Software Engineering Institute

Kerberos is a network authentication system which uses a trusted third party (a KDC) to authenticate clients and servers to each other. It is designed to provide strong authentication for client/server applications by using secret-key cryptography. MIT Kerberos code is used in network applications from a variety of different vendors and is included in many UNIX and Linux distributions.

The MIT krb5 Security Advisory 2005-002 issued 2005 July 12, available from
<http://web.mit.edu/kerberos/www/advisories/MITKRB5-SA-2005-002-kdc.txt> states:

The MIT krb5 Key Distribution Center (KDC) implementation can corrupt the heap by attempting to free memory at a random address when it receives a certain unlikely (but valid) request via a TCP connection.

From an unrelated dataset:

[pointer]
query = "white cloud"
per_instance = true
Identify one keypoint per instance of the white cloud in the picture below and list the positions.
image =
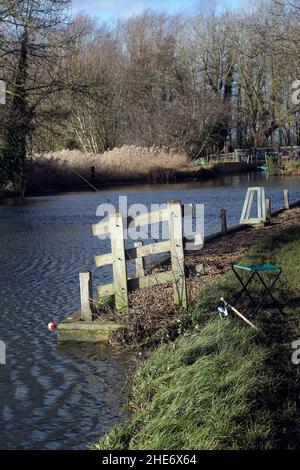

This attempt to free unallocated memory can result in a KDC crash and consequent denial of service. [CAN-2005-1174, VU#259798]

An unauthenticated attacker may be able to use this vulnerability to execute arbitrary code on the KDC host, potentially compromising an entire Kerberos realm. No exploit code is known to exist at this time. Exploitation of these vulnerabilities is believed to be difficult.

An unauthenticated attacker may be able to execute arbitrary code on the KDC host, potentially compromising an entire Kerberos realm. An unsuccessful attack against this heap corruption vulnerability may result in a denial of service by crashing the KDC process. According to the MIT krb5 Security Advisory 2005-002 this vulnerability affects the KDC implementation in all MIT krb5 releases supporting TCP client connections to the KDC. This includes krb5-1.3 and later releases, up to and including krb5-1.4.1.

Apply patches available from your vendor. Details of the patch are also available from

http://web.mit.edu/kerberos/advisories/2005-002-patch_1.4.1.txt.

If patching can not be performed in a timely manner you could consider disabling TCP support in the KDC to avoid this vulnerability.